И хочется сделать еще одно общее замечание. Что это за такой особенный христианский взор, который радуется «вдохновению» в «величии духа», а от «падения» и «себялюбивого раздражения» с брезгливым сожалением отворачивается? Между тем, падение-то и есть не что иное, как мучение духа. И что это за политика предпочтения «взлета» — «падению»? Не есть ли все это просто-напросто старое клише деления мира и вещей на хорошие — плохие, приобретшее энциклопедические размеры?
1971
ПИСАТЕЛЬ — ОДИНОКИЙ ПУТЕШЕСТВЕННИК... (ПИСЬМО В «НЬЮ-ЙОРК ТАЙМС»)
Уважаемый господин Издатель,
оглянувшись на стены родного Содома, жена Лота, как известно, превратилась в соляной столб. Поэтому среди чувств, которые я испытываю, берясь сейчас за перо, присутствует некоторый страх, усугубляющийся еще и полной неизвестностью, которая открывается при взгляде вперед. Можно даже предположить, что не столько тоска по дому, сколько страх перед неведомым будущим заставили вышеупомянутую жену сделать то, что ей было заповедано.

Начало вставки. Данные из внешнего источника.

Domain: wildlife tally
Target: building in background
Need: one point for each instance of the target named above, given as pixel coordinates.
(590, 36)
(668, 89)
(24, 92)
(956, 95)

Мне оглядываться не запрещено. Больше того, я имею возможность оглянуться в довольно комфортабельных условиях и зафиксировать открывшуюся картину на бумаге, в данном случае на страницах, любезно предоставленных мне газетой «Нью-Йорк Таймс». Но я не вполне убежден, что изображаемая мной картина удовлетворит всех ее, картины, зрителей. Что ж, в свое оправдание я могу только сказать, что, хотя «большое» — как писал один русский поэт — «видится на расстояньи», на таком расстоянии от объекта, как нынешнее, кое-что становится уже расплывчатым, и речь идет уже не о точке зрения, но о самом зрении. Надеюсь, что мое зрение мне не изменяет, но я хочу подчеркнуть, что это мое, собственное, зрение, и если я вижу или не вижу что-то из того, что видят или не видят другие, то это следует считать не пороком зрения, но его частным качеством.